Traditions are not Always Happy.
The house in the woods was quiet. Snow blanketed the ground outside, muffling sound, and the cold crept in through the cracks of the old wooden walls. Inside, Harry sat cross-legged on the floor, twirling a small bone between his fingers.
Teeth had gone hunting, disappearing into the dark of the forest like a shadow slipping between the trees. Harry didn’t expect him back for a while.
That left him here. Alone. Or rather—
Tom lounged in the chair across from him, watching with mild amusement as Harry methodically tied bits of bone, dried leaves, and twigs together with scraps of twine.
“What exactly are you doing?” Tom finally asked, voice edged with curiosity and faint disapproval.
Harry didn’t look up. “Decorating.”
Tom gave a slow blink. His gaze flickered over the scattered bones, the artfully arranged leaves, the tiny bits of skull perched on the shelf.
“…For Christmas?”
Harry hummed. “Something like that.”
Tom exhaled through his nose, leaning back against the worn wood of the chair. “Most people use things like holly. Mistletoe. *Not* carcass remains.”
Harry finally glanced up, an amused glint in his dark eyes. “I work with what I have.”
Tom’s lips curled. “Of course you do.”
A comfortable silence settled between them. Harry continued threading a small vertebra onto his twine, and Tom watched, his gaze drifting between Harry’s deft hands and the dim firelight flickering in the hearth.
After a moment, Harry spoke. “Did you celebrate Christmas?”
Tom scoffed. “The orphanage tried. It was nothing special.”
Harry nodded. He didn’t ask if Tom had gotten gifts, if anyone had cared enough to make the holiday mean something. He already knew the answer.
Instead, he looped the twine through another bone, securing it tightly. “I never got presents.
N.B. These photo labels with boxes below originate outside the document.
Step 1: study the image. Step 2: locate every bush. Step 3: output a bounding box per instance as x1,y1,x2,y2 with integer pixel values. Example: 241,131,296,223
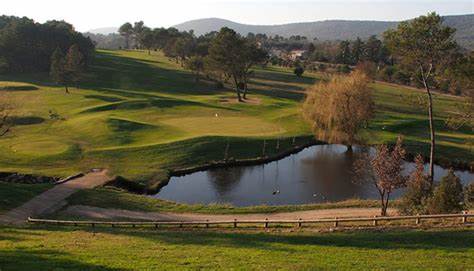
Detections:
293,66,304,77
428,169,464,214
399,155,432,215
464,182,474,208
337,64,351,73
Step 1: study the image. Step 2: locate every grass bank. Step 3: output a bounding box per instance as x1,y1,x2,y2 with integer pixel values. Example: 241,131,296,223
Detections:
0,227,474,270
0,181,53,213
61,188,386,214
0,51,474,189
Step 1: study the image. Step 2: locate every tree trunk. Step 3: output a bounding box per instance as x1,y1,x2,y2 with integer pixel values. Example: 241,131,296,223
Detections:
423,82,436,184
233,76,242,102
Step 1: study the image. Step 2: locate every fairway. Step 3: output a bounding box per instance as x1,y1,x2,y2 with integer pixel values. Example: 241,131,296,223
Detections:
0,51,474,188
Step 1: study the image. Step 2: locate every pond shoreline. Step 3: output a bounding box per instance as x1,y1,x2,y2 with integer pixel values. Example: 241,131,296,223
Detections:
110,139,474,200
Not from the Dursleys.”
Tom said nothing.
Harry continued, voice even. “I used to watch Dudley tear open gift after gift, mountains of them, and I’d get socks. Or a broken toy. One year, I got a single tissue.” He smirked slightly. “That was funny, actually.”
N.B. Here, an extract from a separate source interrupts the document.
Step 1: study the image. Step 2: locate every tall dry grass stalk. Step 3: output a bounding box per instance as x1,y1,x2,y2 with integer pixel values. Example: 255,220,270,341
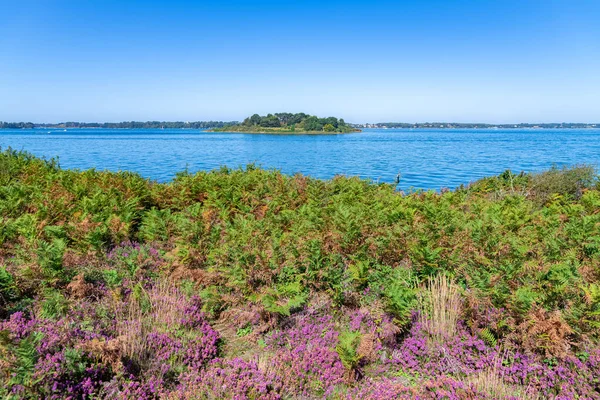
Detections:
115,281,184,365
463,353,542,400
419,275,462,342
Tom tilted his head. “And yet, here you are. Decorating.”
Harry shrugged. “Tradition doesn’t have to be happy.”
For a moment, Tom simply watched him. Then, smoothly, he stood, moving toward the shelf where Harry had begun placing his makeshift decorations. He plucked up one of the small bone ornaments, turning it over in his fingers.
He didn’t say anything. But after a moment, he reached into his coat and pulled out something small. A deep red ribbon.
Wordlessly, he handed it to Harry.
Harry took it, fingers brushing against Tom’s for just a second. He looked down at the ribbon, then back up at Tom.
Tom smirked, but it was softer than usual. “Your decorations are *terrible.*”
Harry let out a short breath of amusement, then carefully tied the ribbon around one of the small bone ornaments. The red stood out starkly against the pale ivory.
Maybe tradition didn’t have to be happy. But maybe, just maybe, it could be something else.